## Top 10 arrival airports in the world in 2013 (using the bookings file)

Arrival airport is the column arr_port. It is the IATA code for the airport

To get the total number of passengers for an airport, you can sum the "pax" column, grouping by arr_port.

Note that there is negative pax. That corresponds to cancelations.

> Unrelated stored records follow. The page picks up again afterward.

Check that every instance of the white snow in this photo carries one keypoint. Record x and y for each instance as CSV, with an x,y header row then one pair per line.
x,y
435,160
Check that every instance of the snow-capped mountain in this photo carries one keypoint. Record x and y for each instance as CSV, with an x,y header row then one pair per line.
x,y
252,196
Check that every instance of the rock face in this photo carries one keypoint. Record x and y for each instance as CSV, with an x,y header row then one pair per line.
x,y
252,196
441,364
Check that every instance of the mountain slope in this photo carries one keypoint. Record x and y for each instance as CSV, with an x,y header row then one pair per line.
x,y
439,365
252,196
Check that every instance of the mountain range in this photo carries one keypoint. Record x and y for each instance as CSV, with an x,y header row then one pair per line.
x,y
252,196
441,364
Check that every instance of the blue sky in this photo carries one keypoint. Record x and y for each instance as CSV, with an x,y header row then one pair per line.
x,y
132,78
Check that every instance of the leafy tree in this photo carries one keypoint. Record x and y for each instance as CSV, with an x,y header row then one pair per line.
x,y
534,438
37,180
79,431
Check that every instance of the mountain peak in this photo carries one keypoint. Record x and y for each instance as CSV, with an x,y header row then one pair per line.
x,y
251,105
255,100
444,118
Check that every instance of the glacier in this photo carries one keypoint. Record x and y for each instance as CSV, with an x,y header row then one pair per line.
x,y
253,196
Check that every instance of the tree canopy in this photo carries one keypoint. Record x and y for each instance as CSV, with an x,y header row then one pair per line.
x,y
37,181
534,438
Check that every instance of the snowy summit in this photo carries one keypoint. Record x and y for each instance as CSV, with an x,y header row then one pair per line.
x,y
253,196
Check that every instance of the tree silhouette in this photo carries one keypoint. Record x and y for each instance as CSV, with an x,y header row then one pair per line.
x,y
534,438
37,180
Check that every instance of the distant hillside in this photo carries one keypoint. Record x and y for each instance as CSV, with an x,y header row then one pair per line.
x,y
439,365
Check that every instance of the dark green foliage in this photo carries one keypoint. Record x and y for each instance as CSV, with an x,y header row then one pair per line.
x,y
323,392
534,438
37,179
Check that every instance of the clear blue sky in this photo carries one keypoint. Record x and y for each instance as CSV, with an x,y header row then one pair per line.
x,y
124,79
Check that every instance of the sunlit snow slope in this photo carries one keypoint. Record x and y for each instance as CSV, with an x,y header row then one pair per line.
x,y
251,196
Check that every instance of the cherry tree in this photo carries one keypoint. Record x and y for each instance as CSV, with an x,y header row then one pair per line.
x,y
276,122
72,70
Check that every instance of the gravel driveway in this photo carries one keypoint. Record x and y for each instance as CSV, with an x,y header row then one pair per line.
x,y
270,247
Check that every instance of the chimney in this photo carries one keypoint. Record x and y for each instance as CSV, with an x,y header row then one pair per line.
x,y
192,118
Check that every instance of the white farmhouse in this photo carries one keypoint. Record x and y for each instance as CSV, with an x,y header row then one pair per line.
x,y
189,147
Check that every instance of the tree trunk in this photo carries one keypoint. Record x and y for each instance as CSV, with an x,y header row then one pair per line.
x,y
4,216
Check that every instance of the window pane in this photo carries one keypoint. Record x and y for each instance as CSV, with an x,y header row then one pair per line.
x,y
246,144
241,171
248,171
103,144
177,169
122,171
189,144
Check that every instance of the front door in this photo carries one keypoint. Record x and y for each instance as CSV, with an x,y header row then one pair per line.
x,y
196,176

So to get the total number of passengers that have actually booked, you should sum including the negatives (that will remove the canceled bookings).

Print the top 10 arrival airports in the standard output, including the number of passengers.

Bonus point: Get the name of the city or airport corresponding to that airport (programatically, we suggest to have a look at GeoBases in Github)

Bonus point: Solve this problem using pandas (instead of any other approach)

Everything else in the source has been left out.